During World War II the wharves served as Australia's largest submarine base with around 60 submarines based at Teneriffe. American and British submarines used the facilities, known as Capricorn Wharf up until 1945. As container ships forced cargo shipments to the Port of Brisbane at the mouth of the river wool trading at Teneriffe ceased.

Through the conversion of wool stores and factories to residential apartments, the area has been transformed from a riverside industrial hub to a mostly high density residential area. Most of the Queenslander style homes have been preserved and renovated.

== Demographics ==
In the , Teneriffe had a population of 5,335 people.

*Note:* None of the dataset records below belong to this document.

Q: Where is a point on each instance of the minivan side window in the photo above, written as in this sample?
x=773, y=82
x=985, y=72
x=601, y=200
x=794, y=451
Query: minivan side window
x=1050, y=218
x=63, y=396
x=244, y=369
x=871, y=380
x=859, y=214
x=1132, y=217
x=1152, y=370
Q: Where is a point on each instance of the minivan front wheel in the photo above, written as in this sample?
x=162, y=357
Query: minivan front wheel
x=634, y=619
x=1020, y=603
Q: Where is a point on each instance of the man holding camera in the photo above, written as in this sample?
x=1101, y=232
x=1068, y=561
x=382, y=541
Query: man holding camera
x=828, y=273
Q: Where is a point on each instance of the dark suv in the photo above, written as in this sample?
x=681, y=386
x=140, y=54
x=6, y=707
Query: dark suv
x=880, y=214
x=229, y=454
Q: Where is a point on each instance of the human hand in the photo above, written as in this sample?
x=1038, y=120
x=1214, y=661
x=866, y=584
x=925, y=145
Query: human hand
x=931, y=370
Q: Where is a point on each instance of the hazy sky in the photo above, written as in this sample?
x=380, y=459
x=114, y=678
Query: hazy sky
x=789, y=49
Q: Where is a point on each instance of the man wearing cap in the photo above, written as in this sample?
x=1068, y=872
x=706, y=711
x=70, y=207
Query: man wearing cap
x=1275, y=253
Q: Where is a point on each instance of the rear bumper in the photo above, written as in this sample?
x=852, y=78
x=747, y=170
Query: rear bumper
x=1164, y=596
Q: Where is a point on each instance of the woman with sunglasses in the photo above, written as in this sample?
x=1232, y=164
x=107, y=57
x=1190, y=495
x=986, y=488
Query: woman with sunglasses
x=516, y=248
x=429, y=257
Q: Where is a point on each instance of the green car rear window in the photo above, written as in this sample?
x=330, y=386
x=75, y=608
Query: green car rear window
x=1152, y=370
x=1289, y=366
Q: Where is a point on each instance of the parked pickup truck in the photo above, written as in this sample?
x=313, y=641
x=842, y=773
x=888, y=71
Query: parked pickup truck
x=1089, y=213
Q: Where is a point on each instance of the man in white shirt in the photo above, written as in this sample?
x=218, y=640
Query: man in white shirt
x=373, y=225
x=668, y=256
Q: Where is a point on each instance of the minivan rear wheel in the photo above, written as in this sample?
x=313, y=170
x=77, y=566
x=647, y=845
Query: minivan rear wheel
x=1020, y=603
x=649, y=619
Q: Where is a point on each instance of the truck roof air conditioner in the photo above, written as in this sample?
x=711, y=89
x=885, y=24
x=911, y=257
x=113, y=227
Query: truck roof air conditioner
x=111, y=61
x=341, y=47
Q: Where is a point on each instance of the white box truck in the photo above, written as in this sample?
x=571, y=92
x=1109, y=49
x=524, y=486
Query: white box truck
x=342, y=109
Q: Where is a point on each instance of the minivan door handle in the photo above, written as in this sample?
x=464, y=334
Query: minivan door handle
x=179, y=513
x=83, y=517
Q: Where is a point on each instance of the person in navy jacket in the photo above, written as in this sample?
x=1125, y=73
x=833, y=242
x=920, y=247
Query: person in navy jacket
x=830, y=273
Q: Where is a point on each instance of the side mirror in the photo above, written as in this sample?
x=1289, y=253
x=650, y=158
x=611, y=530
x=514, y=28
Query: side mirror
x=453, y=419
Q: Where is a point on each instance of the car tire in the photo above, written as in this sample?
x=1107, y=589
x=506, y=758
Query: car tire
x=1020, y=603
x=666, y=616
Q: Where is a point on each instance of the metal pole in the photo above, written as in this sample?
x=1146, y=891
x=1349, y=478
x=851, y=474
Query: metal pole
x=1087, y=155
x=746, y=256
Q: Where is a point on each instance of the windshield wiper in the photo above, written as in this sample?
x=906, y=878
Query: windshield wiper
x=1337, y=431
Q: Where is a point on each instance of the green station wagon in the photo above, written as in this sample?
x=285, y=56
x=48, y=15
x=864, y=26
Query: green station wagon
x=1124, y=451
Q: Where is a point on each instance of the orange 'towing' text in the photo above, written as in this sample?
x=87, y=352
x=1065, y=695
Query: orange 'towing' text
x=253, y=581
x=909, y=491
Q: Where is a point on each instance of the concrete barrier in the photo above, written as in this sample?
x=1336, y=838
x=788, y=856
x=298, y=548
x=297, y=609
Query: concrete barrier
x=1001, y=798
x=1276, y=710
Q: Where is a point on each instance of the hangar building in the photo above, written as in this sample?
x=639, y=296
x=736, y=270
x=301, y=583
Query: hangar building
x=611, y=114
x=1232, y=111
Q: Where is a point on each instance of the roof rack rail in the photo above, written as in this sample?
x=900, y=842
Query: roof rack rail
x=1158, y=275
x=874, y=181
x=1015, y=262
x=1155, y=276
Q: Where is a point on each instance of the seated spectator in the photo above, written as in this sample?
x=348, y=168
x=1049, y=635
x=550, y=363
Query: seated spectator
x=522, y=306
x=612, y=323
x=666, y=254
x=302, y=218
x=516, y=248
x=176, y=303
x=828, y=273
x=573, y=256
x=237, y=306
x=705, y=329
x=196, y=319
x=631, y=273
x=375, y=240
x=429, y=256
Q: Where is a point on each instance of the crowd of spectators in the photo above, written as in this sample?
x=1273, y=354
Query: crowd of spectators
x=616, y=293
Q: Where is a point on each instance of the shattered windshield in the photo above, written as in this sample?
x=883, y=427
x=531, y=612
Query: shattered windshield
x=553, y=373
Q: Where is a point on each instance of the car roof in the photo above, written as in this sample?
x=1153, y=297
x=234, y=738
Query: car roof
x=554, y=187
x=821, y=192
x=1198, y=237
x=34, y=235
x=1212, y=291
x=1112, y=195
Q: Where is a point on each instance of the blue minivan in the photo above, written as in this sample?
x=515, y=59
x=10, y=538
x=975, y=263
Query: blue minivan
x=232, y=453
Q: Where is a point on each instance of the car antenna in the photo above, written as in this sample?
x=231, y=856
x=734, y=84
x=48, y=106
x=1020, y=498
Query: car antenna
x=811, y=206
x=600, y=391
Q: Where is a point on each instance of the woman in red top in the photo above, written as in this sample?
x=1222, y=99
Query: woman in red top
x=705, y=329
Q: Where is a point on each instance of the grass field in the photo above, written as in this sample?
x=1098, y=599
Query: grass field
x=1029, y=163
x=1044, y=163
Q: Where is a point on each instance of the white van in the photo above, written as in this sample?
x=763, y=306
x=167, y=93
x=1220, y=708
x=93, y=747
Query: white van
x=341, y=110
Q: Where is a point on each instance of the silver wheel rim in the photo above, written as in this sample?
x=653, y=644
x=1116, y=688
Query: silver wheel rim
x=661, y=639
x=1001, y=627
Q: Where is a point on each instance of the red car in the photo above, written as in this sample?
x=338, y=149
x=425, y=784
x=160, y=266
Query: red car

In the , Teneriffe had a population of 5,520 people.

== Heritage listings ==
Teneriffe has a number of heritage-listed sites, including:

- Woolstore No.3 (Teneriffe Apartments), 241 Arthur Street
- Roseville, 56 Chester Street
- The Cannery Apartments, 139 Commercial Road
- Newstead Air Raid Shelter, Commercial Road
- Monier Ventilation Shaft 3, Florence Street
- Newstead Gasworks, 70 Longland Street
- Australian Estates No. 2 Store, 24 Macquarie Street
- Australian Estates No. 1 Store, 50 Macquarie Street
- Elder Smith Woolstore, 64 Macquarie Street
- Goldsbrough Mort Woolstore, 88 Macquarie Street
- Teneriffe Village, 110 Macquarie Street
- Queensland Primary Producers No 4 Woolstore, 16 Skyring Terrace
- Teneriffe House, 37 Teneriffe Drive
- Australian Mercantile Land & Finance Woolstores, 34 Vernon Terrace
- Mactaggarts Woolstore, 53 Vernon Terrace
- Winchcombe Carson Woolstores, 54 Vernon Terrace

== Education ==
There are no schools in Teneriffe. The nearest government primary school is New Farm State School in neighbouring New Farm to the south. The nearest government secondary school is Fortitude Valley State Secondary College in neighbouring Fortitude Valley to the west. There are a number of non-government schools in the surrounding suburbs.

== Facilities ==
The studios of radio station Nova 106.9 are in Commercial Road.

== Events ==
In July each year, the Teneriffe Festival is held as a bold celebration of the suburb's community, history and glimpse of its future; In 2017, the Festival attracted 50,000 people who wandered the suburb's riverside streets and hidden laneways enjoying 25 musical performances and street acts, 40 local restaurants and food vendors, around 60 market stalls and displays, a large dedicated Kids World and dozens of community group stalls.

== Transport ==
The Teneriffe ferry wharf connects it to CityCat and Cross River services.